Principal roles of soil chemical properties in organic carbon stabilization in humid subtropical grasslands

Soil organic carbon (SOC) stability and protection are crucial for carbon sequestration and achieving climate mitigation goals. Physiochemical protection is a key mechanism of SOC stabilization, which is vital for global carbon cycling and has received considerable interests in recent years. However, the extent to which soil chemical properties determine SOC stabilization remains less well understood, especially in humid subtropical grasslands.

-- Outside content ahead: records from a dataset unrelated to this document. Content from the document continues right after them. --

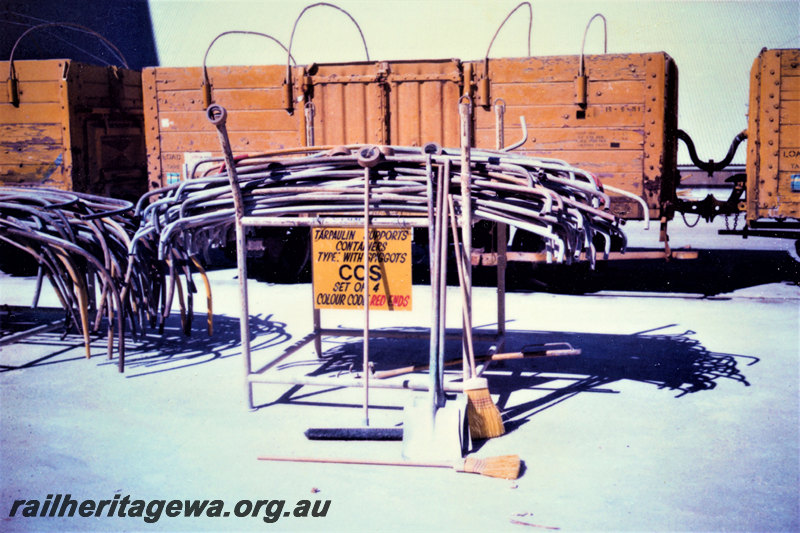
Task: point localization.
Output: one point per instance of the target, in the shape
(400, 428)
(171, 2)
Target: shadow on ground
(673, 361)
(713, 272)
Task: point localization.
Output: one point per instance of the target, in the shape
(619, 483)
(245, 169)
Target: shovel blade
(443, 436)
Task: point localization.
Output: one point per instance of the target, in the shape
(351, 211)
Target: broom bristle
(485, 421)
(502, 466)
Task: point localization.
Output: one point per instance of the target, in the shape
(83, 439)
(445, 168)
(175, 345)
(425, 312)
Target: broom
(502, 466)
(485, 421)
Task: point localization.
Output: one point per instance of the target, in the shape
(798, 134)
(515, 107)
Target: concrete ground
(681, 413)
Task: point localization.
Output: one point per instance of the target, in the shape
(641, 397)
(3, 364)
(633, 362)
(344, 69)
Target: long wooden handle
(347, 461)
(466, 305)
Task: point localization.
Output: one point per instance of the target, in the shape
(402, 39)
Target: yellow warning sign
(339, 268)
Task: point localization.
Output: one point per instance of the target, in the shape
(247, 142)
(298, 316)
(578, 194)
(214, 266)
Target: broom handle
(466, 312)
(346, 461)
(506, 356)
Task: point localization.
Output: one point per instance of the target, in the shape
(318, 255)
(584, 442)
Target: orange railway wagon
(73, 126)
(773, 156)
(615, 116)
(403, 102)
(622, 129)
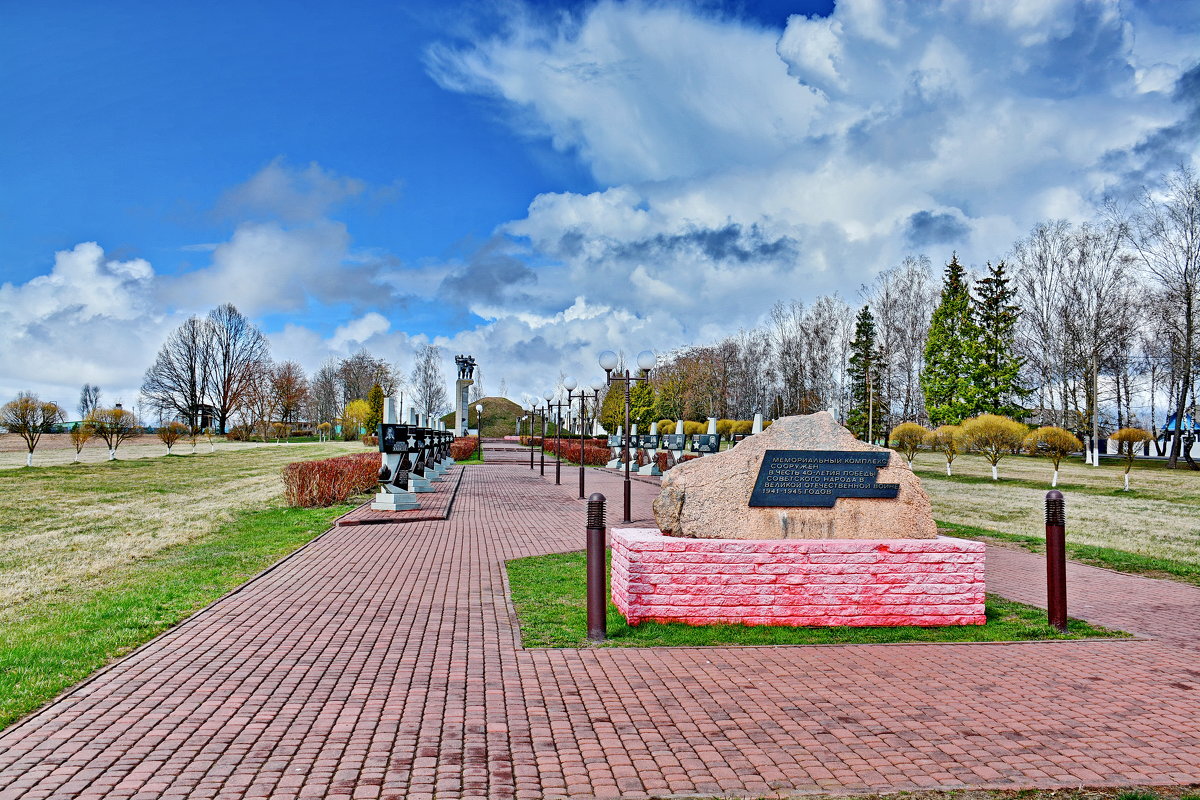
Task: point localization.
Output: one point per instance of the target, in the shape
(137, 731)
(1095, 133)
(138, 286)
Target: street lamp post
(532, 417)
(646, 362)
(558, 428)
(479, 429)
(582, 396)
(545, 421)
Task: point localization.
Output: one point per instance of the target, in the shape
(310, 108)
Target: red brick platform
(384, 661)
(435, 505)
(797, 582)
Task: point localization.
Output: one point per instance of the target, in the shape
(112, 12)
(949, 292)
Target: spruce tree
(864, 378)
(997, 367)
(951, 352)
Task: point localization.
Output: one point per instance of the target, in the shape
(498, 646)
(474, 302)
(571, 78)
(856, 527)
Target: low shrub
(239, 433)
(463, 447)
(328, 481)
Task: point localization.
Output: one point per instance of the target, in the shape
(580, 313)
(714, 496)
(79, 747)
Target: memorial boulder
(803, 477)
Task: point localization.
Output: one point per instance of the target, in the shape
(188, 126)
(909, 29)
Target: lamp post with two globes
(582, 396)
(479, 429)
(646, 361)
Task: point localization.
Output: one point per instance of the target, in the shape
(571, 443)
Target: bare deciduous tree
(291, 389)
(1164, 236)
(429, 385)
(178, 382)
(361, 371)
(237, 348)
(29, 417)
(114, 426)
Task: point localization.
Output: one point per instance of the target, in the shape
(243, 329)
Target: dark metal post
(545, 420)
(1056, 560)
(629, 456)
(558, 446)
(583, 414)
(598, 570)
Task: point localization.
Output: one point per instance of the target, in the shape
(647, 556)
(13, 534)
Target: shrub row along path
(385, 661)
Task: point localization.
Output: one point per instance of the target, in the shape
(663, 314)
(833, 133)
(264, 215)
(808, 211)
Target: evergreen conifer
(864, 378)
(997, 368)
(951, 352)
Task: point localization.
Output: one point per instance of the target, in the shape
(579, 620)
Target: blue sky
(533, 182)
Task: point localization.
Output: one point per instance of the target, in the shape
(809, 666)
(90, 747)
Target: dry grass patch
(61, 524)
(55, 450)
(1159, 519)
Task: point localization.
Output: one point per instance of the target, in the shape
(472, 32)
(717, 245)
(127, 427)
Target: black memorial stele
(817, 477)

This study investigates relationships between labile carbon fractions and various soil chemical properties to infer their protection effects on SOC. Our analyses of sandy and infertile soils in subtropical grasslands (south-central Florida, USA) reveal four key findings: (1) exchangeable calcium and magnesium ions are powerful stabilizing agents, demonstrating stronger influences on labile organic carbon proportions than any metal oxides; (2) among metal oxides, only iron (Fe)-oxides significantly affect labile carbon stabilization, while aluminum-oxides show no protective effects; (3) total Fe-oxides and poorly crystalline Fe-oxyhydroxides exhibit overall similar level of carbon protection; and (4) the proportions of permanganate-oxidizable carbon and microbial biomass carbon to total carbon are robust indicators of SOC stabilization, while water extractable organic carbon is less responsive to soil chemical protection. These findings suggest that management practices that enhance divalent cation availability and maintain soil conditions conducive to Fe-oxides formation could improve SOC stability in subtropical acidic and sandy grassland soils.